The more I look around, the more "education experts" I see who seem to be unable to put themselves in the shoes of developing readers with various challenges that subtly affect comprehension. At the very least, educators should be using standardized, normed assessments to place children at instructionally appropriate levels. Even better would be if at least some of these people showed at least some curiosity about the linguistics of reading comprehension.

To be continued...

4 comments:

lgm said...

Does anyone have data on educational attainment of special needs broken down by the diagnosis and services rec'd?

All I see on NY's website is high school diploma type vs district type (wealthy, average, etc). That does nothing for me, as I know districts like mine short nonsped in order to fund sped, but that fact only shows when splitting per student data out. No where can I find data that says something of the order "Diagnosis X with Accomodations Y, Z allows successful completion of the Regent's Diploma by age 21. " And the number of ineducable isn't listed..although the authors responding to you are claiming that it is very low. Where is the data?

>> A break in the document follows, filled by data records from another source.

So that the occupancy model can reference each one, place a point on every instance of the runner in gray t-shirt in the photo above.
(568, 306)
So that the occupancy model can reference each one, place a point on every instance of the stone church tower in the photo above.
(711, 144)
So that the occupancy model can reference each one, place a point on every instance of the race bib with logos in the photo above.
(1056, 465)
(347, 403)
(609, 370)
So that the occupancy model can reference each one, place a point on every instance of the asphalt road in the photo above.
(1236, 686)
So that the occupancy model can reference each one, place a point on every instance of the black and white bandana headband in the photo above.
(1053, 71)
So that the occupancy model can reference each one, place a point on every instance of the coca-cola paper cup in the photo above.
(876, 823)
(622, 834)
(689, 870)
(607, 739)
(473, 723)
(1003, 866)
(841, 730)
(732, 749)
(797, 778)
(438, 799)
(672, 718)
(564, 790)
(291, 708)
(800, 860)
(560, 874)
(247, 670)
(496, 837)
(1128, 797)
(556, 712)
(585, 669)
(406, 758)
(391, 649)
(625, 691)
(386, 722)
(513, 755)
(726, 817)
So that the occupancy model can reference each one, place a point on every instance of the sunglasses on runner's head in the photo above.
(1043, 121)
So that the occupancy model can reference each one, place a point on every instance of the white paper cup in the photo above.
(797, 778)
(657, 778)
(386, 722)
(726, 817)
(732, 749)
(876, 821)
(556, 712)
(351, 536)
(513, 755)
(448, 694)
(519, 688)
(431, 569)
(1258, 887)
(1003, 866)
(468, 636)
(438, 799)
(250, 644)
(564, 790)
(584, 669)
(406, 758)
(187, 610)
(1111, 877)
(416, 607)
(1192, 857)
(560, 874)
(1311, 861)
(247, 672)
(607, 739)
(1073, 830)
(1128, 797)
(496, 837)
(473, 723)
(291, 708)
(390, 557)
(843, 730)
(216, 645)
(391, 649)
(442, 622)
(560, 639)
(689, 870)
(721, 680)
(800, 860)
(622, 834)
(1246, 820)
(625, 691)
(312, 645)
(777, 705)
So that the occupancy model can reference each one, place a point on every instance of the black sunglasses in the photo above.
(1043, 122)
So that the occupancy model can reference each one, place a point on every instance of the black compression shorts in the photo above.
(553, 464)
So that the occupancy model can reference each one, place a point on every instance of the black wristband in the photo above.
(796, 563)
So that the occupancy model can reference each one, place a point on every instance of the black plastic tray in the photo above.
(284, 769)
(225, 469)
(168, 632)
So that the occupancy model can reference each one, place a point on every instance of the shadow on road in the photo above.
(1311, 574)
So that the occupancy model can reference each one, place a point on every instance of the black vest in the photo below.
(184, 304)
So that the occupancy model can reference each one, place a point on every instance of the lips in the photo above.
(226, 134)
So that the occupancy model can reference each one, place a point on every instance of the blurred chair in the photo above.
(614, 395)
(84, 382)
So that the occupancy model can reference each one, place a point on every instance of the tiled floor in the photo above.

And what are the accomodations needed? We had one family of a medically fragile child sue for a robot that would attend school in place of the child in real time, with audiovisual back to the child's home as well as a teacher to scan in documents at the school that would be handed to the child by another teacher or robot at home..this was to allow emotional as well as academic development. Accomodations like that would require a lot more business than our rural community can generate to pay for it.

Anonymous said...

Actually- it could be done at a lot lower cost---- there is a new invention out there called a WEBCAM. Easy to set up and use- the child could view class from a webcam or a podcast- no robot needed- All the school needs is a computer and cam- all the child needs is a computer and cam. You really don't even need internet- you can record on disk- and the child can do the work (even verbally) on disk and send it back. Why go super high cost if the same can be done with Tech that both likely already own and are using.

lgm said...

The parents wanted the robot to be treated as the child in terms of interaction. The child is to steer it around so the child can interact with others. A skype type of setup can't meet that emotional or social need.

C T said...

"treated as the child"? Hmmm...both my husband and I were sexually assaulted (mild and pretty casually, but it was real) by fellow students in public school. How is a robot going to register that it has been inappropriately touched?